In mid-court before the tip-off, Russell and Chamberlain shook hands. Russell, unable to help himself, broke his vow not to look at Chamberlain and glanced up. The man was tall. Ever since joining the league two and a half years ago, Russell had been able to do pretty much what he had wanted to do on the court. Now he was facing a man who not only towered over him but could jump and dunk, had huge hands and the strength of a wrestler, and knew how to rebound and could also hit from the outside. In fact, Chamberlain went up so high when he took that outside jumper of his that it was more or less impossible to prevent the shot. How, Russell wondered, was he supposed to play him?

The referee tossed the ball into the air and they both leaped. Russell, finding that he was quicker on his feet, went into the air first and got the tip-off. After that, the game quickly turned into a matchup between Russell and Chamberlain, almost as if it were a form of single combat. For the sportswriters sitting courtside, it was an amazing sight to behold. Those who had watched Russell and Chamberlain play individually before had never seen either man seriously challenged for control of the ball. But tonight was different.
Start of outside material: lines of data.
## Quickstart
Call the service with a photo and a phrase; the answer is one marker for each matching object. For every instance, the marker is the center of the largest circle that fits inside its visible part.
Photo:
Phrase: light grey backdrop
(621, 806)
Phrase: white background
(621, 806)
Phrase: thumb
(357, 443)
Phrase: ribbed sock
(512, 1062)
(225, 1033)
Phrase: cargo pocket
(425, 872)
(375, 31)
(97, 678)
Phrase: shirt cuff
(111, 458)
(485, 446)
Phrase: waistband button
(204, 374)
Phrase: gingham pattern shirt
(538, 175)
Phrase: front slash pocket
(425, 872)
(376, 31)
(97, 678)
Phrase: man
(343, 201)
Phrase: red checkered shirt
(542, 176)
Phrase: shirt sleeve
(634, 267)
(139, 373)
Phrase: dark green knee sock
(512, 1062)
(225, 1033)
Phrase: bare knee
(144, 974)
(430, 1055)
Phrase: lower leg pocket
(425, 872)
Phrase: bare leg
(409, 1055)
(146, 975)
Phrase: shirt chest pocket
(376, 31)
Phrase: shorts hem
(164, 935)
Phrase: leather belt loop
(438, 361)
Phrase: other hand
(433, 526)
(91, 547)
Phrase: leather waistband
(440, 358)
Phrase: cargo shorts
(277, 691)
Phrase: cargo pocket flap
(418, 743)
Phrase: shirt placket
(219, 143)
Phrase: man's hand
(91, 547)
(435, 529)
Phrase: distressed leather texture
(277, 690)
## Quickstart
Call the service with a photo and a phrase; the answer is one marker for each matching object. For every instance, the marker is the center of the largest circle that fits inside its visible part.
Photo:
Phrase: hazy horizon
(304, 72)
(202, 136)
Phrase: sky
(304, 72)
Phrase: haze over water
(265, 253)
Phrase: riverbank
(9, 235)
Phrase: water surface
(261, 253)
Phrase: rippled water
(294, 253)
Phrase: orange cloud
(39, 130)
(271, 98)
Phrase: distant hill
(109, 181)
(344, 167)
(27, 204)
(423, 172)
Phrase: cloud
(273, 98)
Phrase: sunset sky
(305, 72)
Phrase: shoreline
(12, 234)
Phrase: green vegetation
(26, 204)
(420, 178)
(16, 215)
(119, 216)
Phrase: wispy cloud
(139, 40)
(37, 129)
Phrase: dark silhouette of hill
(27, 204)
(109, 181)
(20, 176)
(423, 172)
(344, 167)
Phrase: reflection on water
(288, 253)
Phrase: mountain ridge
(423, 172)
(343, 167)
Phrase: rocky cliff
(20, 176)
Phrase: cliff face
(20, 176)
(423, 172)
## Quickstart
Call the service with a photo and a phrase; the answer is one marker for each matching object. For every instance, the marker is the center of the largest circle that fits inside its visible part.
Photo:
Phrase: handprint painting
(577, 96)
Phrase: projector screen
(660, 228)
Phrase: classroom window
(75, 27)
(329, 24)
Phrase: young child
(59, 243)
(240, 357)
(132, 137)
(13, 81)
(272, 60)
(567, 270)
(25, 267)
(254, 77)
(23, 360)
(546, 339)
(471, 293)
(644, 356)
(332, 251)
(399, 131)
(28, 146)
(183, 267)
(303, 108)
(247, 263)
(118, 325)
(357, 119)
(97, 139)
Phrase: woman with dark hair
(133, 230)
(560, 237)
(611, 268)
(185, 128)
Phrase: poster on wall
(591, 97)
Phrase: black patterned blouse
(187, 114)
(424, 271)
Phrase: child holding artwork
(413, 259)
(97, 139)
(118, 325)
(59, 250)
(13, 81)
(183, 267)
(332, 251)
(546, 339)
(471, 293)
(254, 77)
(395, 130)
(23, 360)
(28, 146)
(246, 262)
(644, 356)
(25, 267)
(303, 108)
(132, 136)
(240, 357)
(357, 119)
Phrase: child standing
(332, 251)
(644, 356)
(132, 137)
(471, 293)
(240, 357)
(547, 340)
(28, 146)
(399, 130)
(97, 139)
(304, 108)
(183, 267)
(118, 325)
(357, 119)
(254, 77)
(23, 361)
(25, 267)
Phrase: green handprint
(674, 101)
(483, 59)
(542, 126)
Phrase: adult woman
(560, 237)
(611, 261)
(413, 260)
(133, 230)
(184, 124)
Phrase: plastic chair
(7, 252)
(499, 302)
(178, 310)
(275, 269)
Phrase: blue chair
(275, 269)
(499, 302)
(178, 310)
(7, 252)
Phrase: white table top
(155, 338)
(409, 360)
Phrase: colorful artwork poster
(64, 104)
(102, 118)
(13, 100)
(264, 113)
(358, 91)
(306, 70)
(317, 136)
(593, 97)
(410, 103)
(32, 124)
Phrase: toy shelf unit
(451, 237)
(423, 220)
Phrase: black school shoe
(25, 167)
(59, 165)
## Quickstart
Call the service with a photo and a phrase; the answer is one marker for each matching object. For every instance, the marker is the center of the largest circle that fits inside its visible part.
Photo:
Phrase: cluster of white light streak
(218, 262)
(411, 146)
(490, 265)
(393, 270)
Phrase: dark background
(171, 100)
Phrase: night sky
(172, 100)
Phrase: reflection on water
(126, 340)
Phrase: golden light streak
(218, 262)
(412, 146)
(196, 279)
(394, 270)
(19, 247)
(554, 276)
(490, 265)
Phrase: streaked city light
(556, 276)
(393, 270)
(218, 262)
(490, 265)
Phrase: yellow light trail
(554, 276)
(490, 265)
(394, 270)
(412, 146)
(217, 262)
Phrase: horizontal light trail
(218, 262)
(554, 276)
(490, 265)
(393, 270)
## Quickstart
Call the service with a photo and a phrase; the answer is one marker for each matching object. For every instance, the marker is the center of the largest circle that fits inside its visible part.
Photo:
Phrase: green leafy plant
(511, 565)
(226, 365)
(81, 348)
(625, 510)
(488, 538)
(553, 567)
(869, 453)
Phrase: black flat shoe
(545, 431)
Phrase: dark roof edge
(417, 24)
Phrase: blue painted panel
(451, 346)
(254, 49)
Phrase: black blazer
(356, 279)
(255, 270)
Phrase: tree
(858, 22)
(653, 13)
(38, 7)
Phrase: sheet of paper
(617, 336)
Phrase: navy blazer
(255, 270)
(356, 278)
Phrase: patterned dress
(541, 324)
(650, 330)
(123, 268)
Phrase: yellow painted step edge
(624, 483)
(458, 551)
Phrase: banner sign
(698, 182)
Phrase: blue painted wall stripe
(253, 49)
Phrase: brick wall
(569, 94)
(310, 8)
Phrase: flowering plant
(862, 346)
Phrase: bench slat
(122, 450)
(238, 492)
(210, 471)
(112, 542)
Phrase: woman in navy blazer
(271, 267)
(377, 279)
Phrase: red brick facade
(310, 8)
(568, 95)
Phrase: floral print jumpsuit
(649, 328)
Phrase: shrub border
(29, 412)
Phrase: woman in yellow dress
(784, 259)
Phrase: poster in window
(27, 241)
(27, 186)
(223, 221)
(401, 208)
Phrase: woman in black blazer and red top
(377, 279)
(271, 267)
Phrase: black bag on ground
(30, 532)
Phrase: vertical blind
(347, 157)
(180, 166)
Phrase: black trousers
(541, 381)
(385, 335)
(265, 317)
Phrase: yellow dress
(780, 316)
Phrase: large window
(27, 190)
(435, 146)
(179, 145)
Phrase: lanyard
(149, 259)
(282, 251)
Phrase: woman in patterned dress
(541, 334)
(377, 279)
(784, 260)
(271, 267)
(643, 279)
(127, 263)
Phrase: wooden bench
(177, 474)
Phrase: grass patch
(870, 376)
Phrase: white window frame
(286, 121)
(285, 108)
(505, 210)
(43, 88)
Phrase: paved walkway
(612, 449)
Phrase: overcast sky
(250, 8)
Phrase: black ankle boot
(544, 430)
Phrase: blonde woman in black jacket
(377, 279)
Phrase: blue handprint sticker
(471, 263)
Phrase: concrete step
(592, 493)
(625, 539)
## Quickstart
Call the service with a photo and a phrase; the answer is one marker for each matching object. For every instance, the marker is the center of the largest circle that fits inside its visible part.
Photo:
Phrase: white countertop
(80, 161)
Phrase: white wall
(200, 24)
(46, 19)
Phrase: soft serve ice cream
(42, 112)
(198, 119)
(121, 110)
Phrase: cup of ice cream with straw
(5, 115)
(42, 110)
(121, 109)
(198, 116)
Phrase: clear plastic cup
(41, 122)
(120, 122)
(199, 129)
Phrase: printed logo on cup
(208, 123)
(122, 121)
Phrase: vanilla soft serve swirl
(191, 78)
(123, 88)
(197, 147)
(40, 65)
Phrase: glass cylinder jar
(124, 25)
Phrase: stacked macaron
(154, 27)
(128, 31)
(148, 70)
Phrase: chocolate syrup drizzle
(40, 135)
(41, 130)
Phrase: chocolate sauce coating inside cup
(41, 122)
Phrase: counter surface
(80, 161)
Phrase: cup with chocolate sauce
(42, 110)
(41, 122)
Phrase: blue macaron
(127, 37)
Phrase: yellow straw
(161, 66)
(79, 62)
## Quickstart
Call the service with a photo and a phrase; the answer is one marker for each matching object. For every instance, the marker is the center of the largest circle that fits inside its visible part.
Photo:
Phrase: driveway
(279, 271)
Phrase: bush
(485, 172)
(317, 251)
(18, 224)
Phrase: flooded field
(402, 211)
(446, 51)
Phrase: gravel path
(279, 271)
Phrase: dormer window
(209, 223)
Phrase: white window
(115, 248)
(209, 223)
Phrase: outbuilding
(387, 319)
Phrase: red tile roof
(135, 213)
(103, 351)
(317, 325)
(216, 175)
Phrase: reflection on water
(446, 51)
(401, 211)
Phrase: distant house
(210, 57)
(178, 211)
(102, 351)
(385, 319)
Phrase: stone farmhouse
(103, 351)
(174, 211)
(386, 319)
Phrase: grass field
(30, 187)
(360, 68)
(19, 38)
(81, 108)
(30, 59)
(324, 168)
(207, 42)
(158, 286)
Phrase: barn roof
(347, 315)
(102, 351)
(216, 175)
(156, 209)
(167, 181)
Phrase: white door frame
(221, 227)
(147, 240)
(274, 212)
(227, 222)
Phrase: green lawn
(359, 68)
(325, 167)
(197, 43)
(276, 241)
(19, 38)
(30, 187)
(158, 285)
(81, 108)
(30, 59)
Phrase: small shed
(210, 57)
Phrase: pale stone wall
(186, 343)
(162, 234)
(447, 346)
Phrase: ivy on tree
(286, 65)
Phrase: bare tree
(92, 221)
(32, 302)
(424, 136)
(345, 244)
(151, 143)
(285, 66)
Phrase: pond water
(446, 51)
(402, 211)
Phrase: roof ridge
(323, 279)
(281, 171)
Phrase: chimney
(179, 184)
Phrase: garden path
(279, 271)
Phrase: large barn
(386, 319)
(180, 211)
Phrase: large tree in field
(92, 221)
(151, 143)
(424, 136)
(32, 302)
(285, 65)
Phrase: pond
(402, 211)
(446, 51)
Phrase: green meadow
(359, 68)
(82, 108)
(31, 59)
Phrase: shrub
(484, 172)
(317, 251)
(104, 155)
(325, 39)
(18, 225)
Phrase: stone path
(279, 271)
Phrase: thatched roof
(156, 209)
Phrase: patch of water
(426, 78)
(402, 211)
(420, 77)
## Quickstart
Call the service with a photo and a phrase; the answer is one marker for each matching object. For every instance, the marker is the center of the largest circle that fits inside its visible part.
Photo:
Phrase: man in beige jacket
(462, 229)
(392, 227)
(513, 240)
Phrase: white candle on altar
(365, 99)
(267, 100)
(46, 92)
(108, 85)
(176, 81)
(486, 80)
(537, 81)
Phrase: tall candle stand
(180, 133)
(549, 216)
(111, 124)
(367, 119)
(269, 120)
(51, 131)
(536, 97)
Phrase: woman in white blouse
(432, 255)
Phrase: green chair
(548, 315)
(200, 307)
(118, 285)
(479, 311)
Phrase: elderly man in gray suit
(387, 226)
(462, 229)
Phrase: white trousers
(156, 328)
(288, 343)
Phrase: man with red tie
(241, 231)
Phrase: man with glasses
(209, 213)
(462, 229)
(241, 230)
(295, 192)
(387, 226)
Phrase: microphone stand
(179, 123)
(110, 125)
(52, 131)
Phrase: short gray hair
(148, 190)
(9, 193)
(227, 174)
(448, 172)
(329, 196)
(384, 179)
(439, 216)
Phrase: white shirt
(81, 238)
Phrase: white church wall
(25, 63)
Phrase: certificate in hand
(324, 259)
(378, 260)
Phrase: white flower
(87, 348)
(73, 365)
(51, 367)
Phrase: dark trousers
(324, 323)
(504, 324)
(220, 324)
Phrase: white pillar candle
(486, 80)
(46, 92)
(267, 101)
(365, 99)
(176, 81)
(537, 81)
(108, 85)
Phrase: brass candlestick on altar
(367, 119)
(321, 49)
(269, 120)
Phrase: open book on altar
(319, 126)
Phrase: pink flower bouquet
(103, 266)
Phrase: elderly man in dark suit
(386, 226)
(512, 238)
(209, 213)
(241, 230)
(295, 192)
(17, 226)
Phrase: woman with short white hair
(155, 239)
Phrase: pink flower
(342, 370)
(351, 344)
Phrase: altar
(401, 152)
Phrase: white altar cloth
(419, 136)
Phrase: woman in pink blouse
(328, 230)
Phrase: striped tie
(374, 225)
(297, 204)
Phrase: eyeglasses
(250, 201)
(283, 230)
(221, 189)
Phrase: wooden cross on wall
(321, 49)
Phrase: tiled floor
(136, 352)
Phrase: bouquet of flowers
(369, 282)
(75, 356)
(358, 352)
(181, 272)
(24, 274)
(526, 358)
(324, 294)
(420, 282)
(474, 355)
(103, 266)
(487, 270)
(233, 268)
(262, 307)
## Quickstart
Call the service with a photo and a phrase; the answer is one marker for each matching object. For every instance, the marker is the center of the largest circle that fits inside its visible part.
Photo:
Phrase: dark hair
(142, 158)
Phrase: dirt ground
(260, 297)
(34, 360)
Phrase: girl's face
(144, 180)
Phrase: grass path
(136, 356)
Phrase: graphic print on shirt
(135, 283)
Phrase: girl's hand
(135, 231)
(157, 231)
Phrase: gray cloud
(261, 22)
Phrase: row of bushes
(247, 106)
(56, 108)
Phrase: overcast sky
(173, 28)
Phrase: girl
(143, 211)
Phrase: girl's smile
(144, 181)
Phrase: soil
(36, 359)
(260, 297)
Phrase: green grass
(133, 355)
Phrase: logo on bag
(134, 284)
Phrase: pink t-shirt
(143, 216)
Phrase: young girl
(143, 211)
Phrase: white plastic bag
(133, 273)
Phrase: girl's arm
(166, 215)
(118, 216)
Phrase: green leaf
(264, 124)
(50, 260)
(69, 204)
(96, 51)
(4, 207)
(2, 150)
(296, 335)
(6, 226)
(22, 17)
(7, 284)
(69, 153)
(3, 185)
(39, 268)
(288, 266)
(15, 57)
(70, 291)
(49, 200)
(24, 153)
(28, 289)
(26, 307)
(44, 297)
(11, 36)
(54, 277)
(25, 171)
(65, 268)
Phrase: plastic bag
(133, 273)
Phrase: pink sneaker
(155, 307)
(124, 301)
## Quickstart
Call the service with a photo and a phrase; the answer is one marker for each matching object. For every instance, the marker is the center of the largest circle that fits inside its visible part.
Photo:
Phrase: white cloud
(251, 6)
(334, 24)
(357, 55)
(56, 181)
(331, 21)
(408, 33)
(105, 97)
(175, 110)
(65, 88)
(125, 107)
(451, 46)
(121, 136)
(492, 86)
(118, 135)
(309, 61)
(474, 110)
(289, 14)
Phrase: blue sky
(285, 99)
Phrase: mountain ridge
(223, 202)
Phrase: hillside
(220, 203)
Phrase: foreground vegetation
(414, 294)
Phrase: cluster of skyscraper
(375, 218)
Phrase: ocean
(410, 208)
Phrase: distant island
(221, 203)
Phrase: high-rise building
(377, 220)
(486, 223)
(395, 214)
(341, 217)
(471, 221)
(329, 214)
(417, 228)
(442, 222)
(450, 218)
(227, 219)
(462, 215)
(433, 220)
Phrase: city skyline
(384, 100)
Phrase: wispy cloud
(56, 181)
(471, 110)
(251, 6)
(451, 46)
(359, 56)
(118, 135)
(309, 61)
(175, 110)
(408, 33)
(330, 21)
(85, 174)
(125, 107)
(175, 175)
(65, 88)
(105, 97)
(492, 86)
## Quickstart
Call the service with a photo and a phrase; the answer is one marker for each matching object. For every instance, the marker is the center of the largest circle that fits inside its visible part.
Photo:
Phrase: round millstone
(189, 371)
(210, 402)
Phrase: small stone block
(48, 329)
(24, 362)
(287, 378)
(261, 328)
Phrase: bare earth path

It was as if only now had each of them found an opponent worthy of his own talent, for each appeared to be forcing the other to work harder, to stretch further, to demand more of himself.

It seemed that every time Chamberlain rose up in the air to launch his fadeaway jump shot, Russell rose up with him, his arm reaching up and out and over Chamberlain, requiring Chamberlain to try to go even higher. At the apex of their leaps, with their arms raised, the two men were more than twelve feet in the air, towering above the people sitting courtside and moving together in what seemed almost like a form of ballet. Jimmy Breslin, it was clear, had it all wrong with his notion that Wilt Chamberlain somehow represented the end of basketball. What the sportswriters were seeing that night seemed more like the beginning of basketball, the discovery of infinite new possibilities—for drama, for maneuvers and combinations, for nakedly awesome athleticism—in a sport that until then had failed to inspire much public excitement.

All in all, Chamberlain took thirty-eight shots, but he scored only four baskets when paired man-to-man with Russell. Once—and this shocked the sportswriters and electrified the fans—Chamberlain leaped up to make a fadeaway jumper and Russell leaped up so much higher that he was actually able to block the shot of the taller man, reaching out with his hand and swatting down the ball. Chamberlain scored twenty-two points on tip-ins and dunk shots, but Russell had him so frustrated that in the second half he resorted to hook shots, a maneuver he had scorned since college as a disgracefully amateurish junk move. He looked awkward shooting them, standing flat-footed on the floor, tossing the ball over the side of his head, and every single one of those hook shots missed.

While Chamberlain ended up scoring more points than anyone else in the game—thirty to Russell’s twenty-two—Boston won 115–106. When it was over, the Garden erupted. To Russell, standing on the court, the crowd’s emotion was so powerful that the arena felt as if it were shaking.